The opinion of Lord Mansfield, in the case cited, has not been implicitly followed, even in England. In Riggs v. Curgenven, 2 Wils. Rep. 395, which was an action for crim. con., the court said, “ if it were proved that the defendant had seriously or solemnly recognized, that he knew the woman he had lain with, was the plaintiff’s wife, we think it would be evidence proper to be left to a jury.” See als Bul. N. P. 28 ; 2 Stark. Ev. 36, 1st Am. ed.; Trueman’s case, 1 East’s P. C. 47. In Dickenson v. Coward, 1 B. & Ald. Rep. 679, Lord Ellenborough said, “I take it to be quite clear, that any recognition of a person standing in a given relation to others, is prima facie evidence against the person making such recognition, that such relation exists.” See further, 2 Stark. Ev. 251, and note c. 6 Am. ed.; 1 Step. N. P. 11, and note b.
In Forney v. Hallacher, 8 Serg. & R. Rep. 159, Mr. Justice Gibson, in an opiuion marked by his usual profoundness and accuracy of thought, and force and justness of expression, demonstrates most satisfactorily, that Morris v. Miller rests upon no just principle ; and the cases which follow it, in our judgment are defensible upon no other ground than the exploded maxim, “the master said so.” We cannot consent blindly to do homage to precedent at the expense of principle, and follow the guidance of a great mind, upon a question on which is destined to stand “ solitary and alone.” It is difficult to perceive of any reason for discriminating between admissions to prove a marriage, and other facts essential to constitute the legal guilt of the accused; and we therefore concur with those who have dissented from the celebrated judgment of Lord Mansfield. Morgan v. The State, 11 Ala. Rep. 289. The evidence must be submitted to a jury., who are to judge of its effect.
In Crewe v. Crewe, 3 Hag. Rep. 123, upon a petition for a divorce before Lord Stowell in an ecclesiastical court, at the instance of the husband against his wife, charging adultery, that learned judge said, “the court, though it cannot rely on the opinion of the witnesses, has a right to know their impression aud belief, whether the crime was committed or not; and it is material that the examiner should understand that it is necessary the witness should be required to give this information.” 2 Greenl.

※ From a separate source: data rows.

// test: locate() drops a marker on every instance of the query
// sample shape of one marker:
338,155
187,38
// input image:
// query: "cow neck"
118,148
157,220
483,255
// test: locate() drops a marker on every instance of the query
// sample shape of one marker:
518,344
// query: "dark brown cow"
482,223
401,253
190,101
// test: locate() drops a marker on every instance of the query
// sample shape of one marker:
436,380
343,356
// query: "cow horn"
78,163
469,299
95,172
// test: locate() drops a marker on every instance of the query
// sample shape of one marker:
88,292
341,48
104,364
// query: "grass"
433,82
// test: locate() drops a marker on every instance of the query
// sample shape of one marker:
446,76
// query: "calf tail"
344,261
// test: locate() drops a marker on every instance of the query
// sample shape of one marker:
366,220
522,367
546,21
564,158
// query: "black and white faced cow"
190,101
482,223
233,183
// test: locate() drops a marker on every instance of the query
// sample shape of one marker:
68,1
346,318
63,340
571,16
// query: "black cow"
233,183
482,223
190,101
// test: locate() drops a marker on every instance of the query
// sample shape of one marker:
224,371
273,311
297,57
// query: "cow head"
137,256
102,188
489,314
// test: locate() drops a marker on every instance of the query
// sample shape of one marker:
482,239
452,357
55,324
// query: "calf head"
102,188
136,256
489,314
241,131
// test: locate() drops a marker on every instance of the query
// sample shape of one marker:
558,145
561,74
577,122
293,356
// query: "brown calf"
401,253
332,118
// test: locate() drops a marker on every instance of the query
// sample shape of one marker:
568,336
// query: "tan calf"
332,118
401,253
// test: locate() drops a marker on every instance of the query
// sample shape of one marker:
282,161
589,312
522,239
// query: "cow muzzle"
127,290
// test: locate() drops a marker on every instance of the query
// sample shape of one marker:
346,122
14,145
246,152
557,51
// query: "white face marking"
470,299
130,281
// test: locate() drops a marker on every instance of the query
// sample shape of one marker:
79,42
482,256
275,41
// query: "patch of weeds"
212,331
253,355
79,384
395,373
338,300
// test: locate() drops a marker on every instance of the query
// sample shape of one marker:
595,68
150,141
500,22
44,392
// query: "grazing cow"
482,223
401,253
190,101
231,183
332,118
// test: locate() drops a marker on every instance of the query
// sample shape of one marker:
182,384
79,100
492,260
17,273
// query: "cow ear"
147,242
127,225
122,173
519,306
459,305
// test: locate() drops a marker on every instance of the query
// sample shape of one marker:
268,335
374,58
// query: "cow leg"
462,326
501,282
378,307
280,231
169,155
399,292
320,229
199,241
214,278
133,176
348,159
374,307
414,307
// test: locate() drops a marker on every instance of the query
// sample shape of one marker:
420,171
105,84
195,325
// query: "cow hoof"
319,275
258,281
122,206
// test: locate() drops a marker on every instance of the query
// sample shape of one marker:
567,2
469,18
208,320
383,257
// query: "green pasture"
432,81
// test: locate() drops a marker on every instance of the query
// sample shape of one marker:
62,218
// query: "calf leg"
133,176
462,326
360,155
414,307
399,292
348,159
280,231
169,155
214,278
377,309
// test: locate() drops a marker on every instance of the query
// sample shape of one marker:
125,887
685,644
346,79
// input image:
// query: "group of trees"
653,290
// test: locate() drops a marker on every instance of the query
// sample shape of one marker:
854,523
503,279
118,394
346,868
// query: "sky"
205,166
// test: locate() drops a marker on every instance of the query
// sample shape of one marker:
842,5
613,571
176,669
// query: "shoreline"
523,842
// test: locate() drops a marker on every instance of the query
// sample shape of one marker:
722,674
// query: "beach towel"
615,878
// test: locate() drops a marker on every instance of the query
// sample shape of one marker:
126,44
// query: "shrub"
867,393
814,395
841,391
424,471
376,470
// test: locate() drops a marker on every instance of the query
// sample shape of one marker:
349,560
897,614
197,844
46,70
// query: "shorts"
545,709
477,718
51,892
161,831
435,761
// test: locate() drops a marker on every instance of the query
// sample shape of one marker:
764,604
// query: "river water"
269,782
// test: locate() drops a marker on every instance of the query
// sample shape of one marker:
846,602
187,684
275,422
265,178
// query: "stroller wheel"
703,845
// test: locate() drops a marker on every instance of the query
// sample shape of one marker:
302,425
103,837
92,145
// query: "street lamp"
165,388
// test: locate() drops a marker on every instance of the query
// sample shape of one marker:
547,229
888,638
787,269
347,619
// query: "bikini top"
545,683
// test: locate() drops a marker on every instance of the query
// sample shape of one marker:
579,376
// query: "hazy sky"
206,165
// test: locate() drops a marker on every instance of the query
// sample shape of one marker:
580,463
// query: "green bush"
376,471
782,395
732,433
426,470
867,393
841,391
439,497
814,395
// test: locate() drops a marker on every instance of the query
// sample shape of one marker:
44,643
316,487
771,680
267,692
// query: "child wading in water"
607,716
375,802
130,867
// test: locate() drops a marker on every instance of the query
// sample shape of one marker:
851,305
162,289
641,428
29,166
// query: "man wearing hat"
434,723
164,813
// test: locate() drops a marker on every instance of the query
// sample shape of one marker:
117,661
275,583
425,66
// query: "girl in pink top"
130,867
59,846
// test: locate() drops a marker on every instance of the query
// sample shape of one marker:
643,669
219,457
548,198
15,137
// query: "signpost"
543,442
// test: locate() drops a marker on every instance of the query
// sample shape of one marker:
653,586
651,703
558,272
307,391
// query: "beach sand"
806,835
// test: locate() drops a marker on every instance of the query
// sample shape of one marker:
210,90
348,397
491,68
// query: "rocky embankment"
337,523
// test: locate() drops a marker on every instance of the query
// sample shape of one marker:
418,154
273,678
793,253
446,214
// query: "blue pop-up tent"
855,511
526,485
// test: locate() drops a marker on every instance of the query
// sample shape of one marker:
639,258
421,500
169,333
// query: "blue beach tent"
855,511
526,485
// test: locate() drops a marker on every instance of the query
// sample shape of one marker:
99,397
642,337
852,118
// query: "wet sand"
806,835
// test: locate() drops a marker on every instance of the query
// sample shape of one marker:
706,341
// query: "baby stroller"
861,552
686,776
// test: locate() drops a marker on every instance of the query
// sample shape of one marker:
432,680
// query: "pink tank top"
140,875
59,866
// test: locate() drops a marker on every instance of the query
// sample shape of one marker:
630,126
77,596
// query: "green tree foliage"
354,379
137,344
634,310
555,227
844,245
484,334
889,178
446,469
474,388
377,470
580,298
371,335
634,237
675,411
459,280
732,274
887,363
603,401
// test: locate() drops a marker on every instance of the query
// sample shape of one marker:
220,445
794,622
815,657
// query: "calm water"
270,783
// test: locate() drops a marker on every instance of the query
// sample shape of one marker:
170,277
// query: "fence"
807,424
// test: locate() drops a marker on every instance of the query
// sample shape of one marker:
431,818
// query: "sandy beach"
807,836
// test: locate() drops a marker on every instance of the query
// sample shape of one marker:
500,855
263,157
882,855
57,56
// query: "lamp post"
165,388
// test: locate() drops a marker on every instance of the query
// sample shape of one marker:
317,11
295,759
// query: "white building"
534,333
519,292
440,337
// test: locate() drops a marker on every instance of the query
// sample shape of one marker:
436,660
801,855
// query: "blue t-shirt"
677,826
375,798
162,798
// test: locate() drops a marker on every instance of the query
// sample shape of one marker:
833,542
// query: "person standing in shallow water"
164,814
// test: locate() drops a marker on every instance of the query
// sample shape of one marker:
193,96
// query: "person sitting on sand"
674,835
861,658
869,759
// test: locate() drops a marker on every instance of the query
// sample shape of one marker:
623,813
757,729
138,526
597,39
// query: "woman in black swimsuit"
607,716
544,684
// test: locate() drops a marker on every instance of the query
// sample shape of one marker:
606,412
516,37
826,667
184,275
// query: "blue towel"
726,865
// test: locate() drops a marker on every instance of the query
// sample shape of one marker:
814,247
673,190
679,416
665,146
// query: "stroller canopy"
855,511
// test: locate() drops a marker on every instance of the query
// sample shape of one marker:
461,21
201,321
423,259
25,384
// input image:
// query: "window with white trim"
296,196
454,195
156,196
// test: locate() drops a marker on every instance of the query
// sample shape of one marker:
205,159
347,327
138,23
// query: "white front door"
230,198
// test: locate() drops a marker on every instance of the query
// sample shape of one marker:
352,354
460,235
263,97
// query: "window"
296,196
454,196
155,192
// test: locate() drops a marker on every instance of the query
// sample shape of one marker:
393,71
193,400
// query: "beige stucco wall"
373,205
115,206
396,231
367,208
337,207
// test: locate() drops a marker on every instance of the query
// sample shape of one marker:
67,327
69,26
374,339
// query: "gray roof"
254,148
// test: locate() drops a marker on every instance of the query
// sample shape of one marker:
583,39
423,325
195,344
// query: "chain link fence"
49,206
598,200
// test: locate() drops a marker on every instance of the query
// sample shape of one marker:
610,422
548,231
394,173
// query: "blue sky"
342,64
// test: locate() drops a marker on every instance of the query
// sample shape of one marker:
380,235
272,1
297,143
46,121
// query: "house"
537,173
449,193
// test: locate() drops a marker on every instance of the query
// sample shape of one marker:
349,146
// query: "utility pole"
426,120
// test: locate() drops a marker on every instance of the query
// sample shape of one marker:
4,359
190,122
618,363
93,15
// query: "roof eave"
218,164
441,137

Ev. § 42. It may be that this mode of examining, should in such a case be tolerated. The opinion of the witnesses might greatly assist the chancellor in determining whether the offence was connived at, or whether there had been a condonation of it. In the case cited, the conclusion of the court seems to have been influenced by such testimony.
But the relaxation of this settled rale of evidence, has never been permitted upon the trial under an indictment for adultery. In such a case, witnesses must testify to facts, and the jury must consider them, and pronounce such a verdict as their opinion convinces them is proper. In permitting the witness to express his opinion and impression as to guilt of the defendants, the circuit court misapprehended the law. Its judgment is consequently reversed, and the cause remanded.